A lei vigente prevê, e bem, que qualquer titular de cargo político ou cargo público indique na declaração de rendimentos e de interesses o nome do cônjuge (marido ou mulher) ou daquele ou daquela com quem vive em união de facto. A declaração de rendimentos pede ainda a indicação das contas bancárias. Não será por acaso que estas normas existem. Não será por acaso que tem de se garantir que a lei não é “fintada” transferindo valores indevidos para familiares. Não será preciso relembrar aqui quão vulgar este expediente foi.
António Costa enxovalhou valores da ética republicana e fá-lo com uma displicência incrível. Ninguém diz que a secretária de estado agora nomeada cometeu este ou aquele crime, a boa prática diz, tendo em conta a situação do seu marido, que não pode estar no governo. E não porque não é autónoma, na situação inversa seria a mesma coisa, mas porque como membro do governo tem de estar numa posição equidistante de qualquer suspeita. Não será acusada por comparação com o marido, mas o interesse público, o serviço público impõe que ela se afaste. Pensei que António Costa sabia disto, tanta vez evoca os seus pergaminhos como jurista, mas pelos vistos já esqueceu.

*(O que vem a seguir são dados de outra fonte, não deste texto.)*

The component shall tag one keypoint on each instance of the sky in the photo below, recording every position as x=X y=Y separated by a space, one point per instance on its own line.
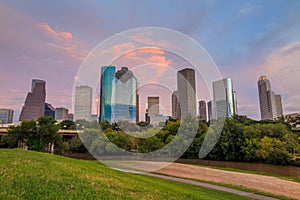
x=246 y=39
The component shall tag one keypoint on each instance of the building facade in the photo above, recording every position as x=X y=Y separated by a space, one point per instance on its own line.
x=61 y=114
x=186 y=86
x=153 y=106
x=6 y=116
x=34 y=106
x=202 y=110
x=83 y=103
x=270 y=104
x=49 y=110
x=175 y=105
x=106 y=88
x=211 y=110
x=124 y=96
x=224 y=98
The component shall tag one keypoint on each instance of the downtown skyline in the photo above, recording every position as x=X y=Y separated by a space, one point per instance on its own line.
x=52 y=48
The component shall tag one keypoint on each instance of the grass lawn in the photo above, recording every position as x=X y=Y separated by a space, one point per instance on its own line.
x=34 y=175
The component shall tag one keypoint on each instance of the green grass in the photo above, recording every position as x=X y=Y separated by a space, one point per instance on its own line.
x=33 y=175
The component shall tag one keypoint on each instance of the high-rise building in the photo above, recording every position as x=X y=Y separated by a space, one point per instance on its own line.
x=279 y=105
x=83 y=103
x=175 y=105
x=202 y=110
x=224 y=98
x=106 y=88
x=186 y=86
x=61 y=114
x=34 y=106
x=124 y=96
x=6 y=116
x=270 y=104
x=153 y=106
x=211 y=110
x=49 y=110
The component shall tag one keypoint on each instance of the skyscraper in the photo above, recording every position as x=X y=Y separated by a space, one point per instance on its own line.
x=224 y=98
x=107 y=76
x=35 y=101
x=186 y=92
x=124 y=96
x=6 y=116
x=49 y=110
x=279 y=105
x=61 y=114
x=211 y=110
x=270 y=104
x=175 y=105
x=202 y=110
x=83 y=103
x=153 y=106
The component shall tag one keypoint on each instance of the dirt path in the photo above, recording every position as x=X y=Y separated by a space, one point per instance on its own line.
x=262 y=183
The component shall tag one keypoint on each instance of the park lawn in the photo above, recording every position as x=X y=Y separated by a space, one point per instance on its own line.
x=34 y=175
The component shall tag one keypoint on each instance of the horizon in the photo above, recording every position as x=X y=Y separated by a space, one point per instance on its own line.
x=251 y=39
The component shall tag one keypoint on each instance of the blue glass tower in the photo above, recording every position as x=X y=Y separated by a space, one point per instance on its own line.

A ética e os seus princípios servem para defender a Democracia e como muito bem disse Catarina Martins, as obrigações dos eleitos/as não se limitam ao que é crime ou não é crime, vão para além disso. Não pode haver dúvidas sobre o comportamento de quem exerce cargos públicos. Esta é condição essencial para defender a Democracia.
Irrita assistir a esta situação. Mas ainda me irrita mais ver o aproveitamento de causas tão nobres como os Direitos das Mulheres serem usados como argumento para justificar o que não tem justificação. Esteve mal o Primeiro-Ministro.